Total dividends for 2025 amounted to S$0.23 per share, marking a 35% increase from 2024's S$0.17 and a 44% rise from 2023's S$0.16.

It is noteworthy that the 2025 dividend included a special component of S$0.05.

Venture Corp — The Leader in Structural Growth

Venture Corp acts as a strategic partner and manufacturer for global leaders in critical sectors like life sciences and advanced networking.

Amid a global drive for improved medical technology and increasing complexity in semiconductor testing, Venture Corp is strategically positioned to capitalise on rising sector demand.

As of March 31, 2026, the company held a net cash position of S$1 billion.

This significant cash reserve persists even after consistent dividend payments and share buybacks, underscoring the company's growth capacity.

Sheng Siong— The Defensive Compound

As a classic all-weather stock, Sheng Siong remains resilient across economic cycles, as daily groceries and household essentials are perpetually in demand.

In fact, during economic downturns, consumers often reduce dining out and increase meals at home.

Where do they go for more affordable groceries?

The answer is Sheng Siong.

The company's financial performance supports this dynamic.

In 2025, revenue increased by nearly 10% year-on-year to S$1.6 billion, while maintaining a gross profit margin of 31.3%.

This momentum carried into Q1 2026, with revenue surging 12.4% year-on-year to S$452.8 million, even as the gross margin dipped slightly to 31%.

Additionally, the supermarket chain holds over S$461.1 million in cash and equivalents with no debt.

Coupled with a consistent gross margin around 30%, Sheng Siong is clearly positioned to offer long-term investors predictable cash flows and stable dividends.

Keppel DC REIT — The Scalable Contender

As of December 31, 2025, Keppel DC REIT owned 25 data centres across Asia-Pacific and Europe, valued at S$6.3 billion.

With a portfolio occupancy rate of 95.8% and a weighted average lease expiry of 6.7 years as of Q1 2026, tenants are committed for the long term.

Furthermore, a rental escalation clause linked to inflation has been implemented to help mitigate costs that could affect returns for unitholders.

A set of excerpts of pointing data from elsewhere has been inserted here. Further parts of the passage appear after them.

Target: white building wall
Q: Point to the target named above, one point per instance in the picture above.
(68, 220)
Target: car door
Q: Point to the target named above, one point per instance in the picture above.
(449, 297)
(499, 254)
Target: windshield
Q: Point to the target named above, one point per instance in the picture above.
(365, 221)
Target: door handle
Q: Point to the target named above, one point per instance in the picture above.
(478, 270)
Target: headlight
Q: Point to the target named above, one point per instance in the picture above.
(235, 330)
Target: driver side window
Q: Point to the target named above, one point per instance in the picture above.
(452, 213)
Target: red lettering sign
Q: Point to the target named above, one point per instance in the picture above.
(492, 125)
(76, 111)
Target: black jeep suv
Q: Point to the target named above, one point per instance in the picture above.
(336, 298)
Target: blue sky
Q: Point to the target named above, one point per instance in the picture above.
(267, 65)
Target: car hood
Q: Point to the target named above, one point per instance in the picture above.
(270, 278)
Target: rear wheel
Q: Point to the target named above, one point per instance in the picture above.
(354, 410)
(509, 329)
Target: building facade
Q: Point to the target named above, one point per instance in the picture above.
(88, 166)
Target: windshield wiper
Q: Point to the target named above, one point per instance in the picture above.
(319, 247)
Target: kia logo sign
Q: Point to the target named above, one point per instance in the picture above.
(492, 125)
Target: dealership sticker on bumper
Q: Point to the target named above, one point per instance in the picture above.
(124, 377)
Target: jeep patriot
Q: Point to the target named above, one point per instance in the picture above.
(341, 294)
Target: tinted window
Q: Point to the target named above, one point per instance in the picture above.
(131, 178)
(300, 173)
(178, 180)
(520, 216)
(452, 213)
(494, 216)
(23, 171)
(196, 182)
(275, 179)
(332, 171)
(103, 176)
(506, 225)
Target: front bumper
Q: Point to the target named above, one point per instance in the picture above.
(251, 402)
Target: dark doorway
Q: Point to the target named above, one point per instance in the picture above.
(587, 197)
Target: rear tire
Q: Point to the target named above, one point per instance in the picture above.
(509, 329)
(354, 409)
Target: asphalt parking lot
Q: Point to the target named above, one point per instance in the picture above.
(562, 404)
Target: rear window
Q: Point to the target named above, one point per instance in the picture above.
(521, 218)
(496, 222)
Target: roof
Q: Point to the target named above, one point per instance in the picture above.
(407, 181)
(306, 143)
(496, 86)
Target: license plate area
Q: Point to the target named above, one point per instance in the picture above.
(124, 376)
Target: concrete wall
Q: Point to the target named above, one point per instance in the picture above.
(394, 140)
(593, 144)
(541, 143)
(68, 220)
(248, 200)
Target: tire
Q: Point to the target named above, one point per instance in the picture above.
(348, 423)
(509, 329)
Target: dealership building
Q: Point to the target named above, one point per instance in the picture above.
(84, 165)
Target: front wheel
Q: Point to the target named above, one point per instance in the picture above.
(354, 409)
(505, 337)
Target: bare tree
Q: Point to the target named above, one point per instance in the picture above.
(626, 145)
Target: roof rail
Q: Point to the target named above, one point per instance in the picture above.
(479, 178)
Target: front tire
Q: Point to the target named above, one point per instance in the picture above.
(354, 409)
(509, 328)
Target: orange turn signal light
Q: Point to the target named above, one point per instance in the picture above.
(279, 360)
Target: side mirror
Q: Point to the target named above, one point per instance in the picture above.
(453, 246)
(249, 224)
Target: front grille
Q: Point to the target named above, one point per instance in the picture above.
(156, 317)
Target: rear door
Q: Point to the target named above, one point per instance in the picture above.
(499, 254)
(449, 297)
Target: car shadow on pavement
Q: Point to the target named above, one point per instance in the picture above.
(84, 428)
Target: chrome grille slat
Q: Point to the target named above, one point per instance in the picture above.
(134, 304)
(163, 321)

With tech giants like Microsoft and Alphabet investing billions in artificial intelligence, global data centre capacity is projected to double by 2030.

Keppel DC REIT has strategically concentrated on stabilised assets in supply-constrained markets, allowing its portfolio to benefit from this supply-demand imbalance.

Established entities like Keppel DC REIT can maintain high occupancy rates and favourable leasing terms.

Why Many Investors Find It Difficult to "Hold for a Decade"

Frequently, when stock prices decline, investors' instinct for loss aversion triggers panic selling.

Investors who are easily swayed by market sentiment often make impulsive decisions that undermine their long-term objectives.

Typically, those who neglect thorough research before investing struggle to maintain their positions.

Without a firm grasp of the underlying business, they lack the conviction needed to hold steady during periods of volatility.

The secret to long-term holding is remarkably straightforward.

Simply shift your attention from daily price movements to the fundamental performance of the business.

Cease constant portfolio monitoring—you only need to review your holdings periodically, perhaps every six months, to ensure your original investment rationale remains valid.

Disclaimer: Investing carries risk. This is not financial advice. The above content should not be regarded as an offer, recommendation, or solicitation on acquiring or disposing of any financial products, any associated discussions, comments, or posts by author or other users should not be considered as such either. It is solely for general information purpose only, which does not consider your own investment objectives, financial situations or needs. TTM assumes no responsibility or warranty for the accuracy and completeness of the information, investors should do their own research and may seek professional advice before investing.